Este 19 de agosto, Roberto Sánchez, conocido mundialmente como Sandro de América, cumpliría 81 años. El artista nació en Buenos Aires en 1945 y, con el paso de las décadas, construyó una carrera que lo llevó desde los primeros escenarios del rock hasta convertirse en uno de los máximos referentes de la canción romántica en Latinoamérica.

Su historia con la música comenzó cuando todavía era un niño. A los 12 años realizó una imitación de Elvis Presley durante un acto escolar en Valentín Alsina. Aquella presentación sería uno de los primeros indicios de una vocación que terminaría convirtiéndose en una carrera extraordinaria.

Durante su adolescencia pasó por distintas agrupaciones hasta formar Los de Fuego, banda con la que interpretaba en español canciones de reconocidos artistas del rock anglosajón. En esos primeros años adoptó definitivamente el nombre de Sandro, con el que construiría su identidad artística.

Del rock al fenómeno romántico

La televisión fue decisiva para que su nombre comenzara a llegar a un público cada vez más amplio. Sus presentaciones en Sábados Circulares, de Pipo Mancera, llamaron la atención por una puesta en escena que rompía con los códigos de la época.

Sus movimientos, su vestuario y su actitud provocadora generaron una enorme cantidad de seguidores, especialmente entre las mujeres. Con el tiempo, Sandro fue modificando su estilo: dejó atrás parte de la estética rockera y se volcó hacia una imagen más elegante, mientras sus canciones adquirían un marcado perfil romántico.

En 1967, su participación en el Festival Buenos Aires de la Canción con “Quiero llenarme de ti” significó un nuevo impulso. Al año siguiente triunfó en el Festival de Viña del Mar y comenzó a consolidarse su proyección internacional.

Poco después llegaron canciones que se convertirían en clásicos, entre ellas “Porque yo te amo”, “Un muchacho y una guitarra” y “Rosa, Rosa”.

Una carrera que cruzó fronteras

La popularidad de Sandro no tardó en expandirse fuera del país. Durante la década del 70 realizó presentaciones en distintos puntos de América y Europa y logró una fuerte presencia entre el público latino de Estados Unidos.

En 1970 actuó en el Madison Square Garden de Nueva York, mientras que en 1973 llegó al mítico Maracaná de Río de Janeiro. También se presentó en importantes escenarios de América Latina y Europa.

Su carrera no quedó limitada a la música.
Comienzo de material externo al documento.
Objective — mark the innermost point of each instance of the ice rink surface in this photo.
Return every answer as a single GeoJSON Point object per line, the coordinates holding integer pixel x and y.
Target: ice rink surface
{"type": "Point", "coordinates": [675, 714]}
Sandro también fue protagonista de numerosas películas, entre ellas “Quiero llenarme de ti”, “Embrujo de amor” y “Operación Rosa Rosa”, y tuvo diferentes participaciones en televisión.

Un vínculo especial con Rosario

La ciudad de Rosario ocupó un lugar importante en la trayectoria del cantante. Allí realizó una de sus primeras presentaciones en 1965, cuando todavía actuaba junto a Los de Fuego.
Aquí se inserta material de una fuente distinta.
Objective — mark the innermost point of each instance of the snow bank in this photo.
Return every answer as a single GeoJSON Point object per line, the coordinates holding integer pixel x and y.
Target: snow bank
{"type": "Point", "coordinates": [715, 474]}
Décadas después, la ciudad continuaría formando parte de sus grandes espectáculos. En 1996 presentó “Historia viva”, mientras que en 1998 llevó a Rosario “Gracias, 35 años de amores y pasiones”, con funciones en distintos escenarios de la ciudad.

En 2001 volvió a elegir Rosario para el estreno de “El hombre de la rosa”, uno de los shows más recordados de su última etapa artística. Incluso cuando su salud ya estaba deteriorada, Sandro mantuvo una fuerte conexión con su público y continuó subiéndose a los escenarios.
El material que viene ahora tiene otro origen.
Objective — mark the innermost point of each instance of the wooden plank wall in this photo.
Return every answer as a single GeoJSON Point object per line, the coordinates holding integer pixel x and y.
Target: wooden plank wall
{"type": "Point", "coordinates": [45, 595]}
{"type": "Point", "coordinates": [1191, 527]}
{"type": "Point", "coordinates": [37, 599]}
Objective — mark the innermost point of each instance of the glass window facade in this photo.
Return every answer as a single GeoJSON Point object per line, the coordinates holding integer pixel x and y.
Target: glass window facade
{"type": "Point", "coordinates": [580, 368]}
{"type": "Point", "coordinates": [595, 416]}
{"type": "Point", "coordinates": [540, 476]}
Los últimos años y su legado

Durante los años 90 recibió numerosos reconocimientos y su obra comenzó a ser reivindicada también por nuevas generaciones de músicos y seguidores del rock.

Al mismo tiempo, sus problemas de salud fueron agravándose. En 1998 se confirmó que padecía enfisema pulmonar crónico, después de décadas de consumo de tabaco. A pesar de las dificultades, continuó trabajando y realizando presentaciones.

En 2004 protagonizó “La profecía”, gira que comenzó en Rosario y que terminó convirtiéndose en su última presentación teatral. Luego atravesó nuevas internaciones y, ante el deterioro de su estado de salud, ingresó en la lista de espera para recibir un trasplante.

El 20 de noviembre de 2009 recibió un trasplante de corazón y pulmones en Mendoza. Sin embargo, su recuperación fue complicada y, tras varias semanas de internación, murió el 4 de enero de 2010, a los 64 años.

Sandro dejó una obra que continúa vigente y una identidad artística difícil de repetir. El rock de sus comienzos, las baladas, el cine, la televisión, sus movimientos sobre el escenario y la inolvidable bata roja forman parte de una historia que trascendió generaciones.

A 81 años de su nacimiento, Sandro sigue siendo una de las figuras más queridas y reconocibles de la música popular argentina.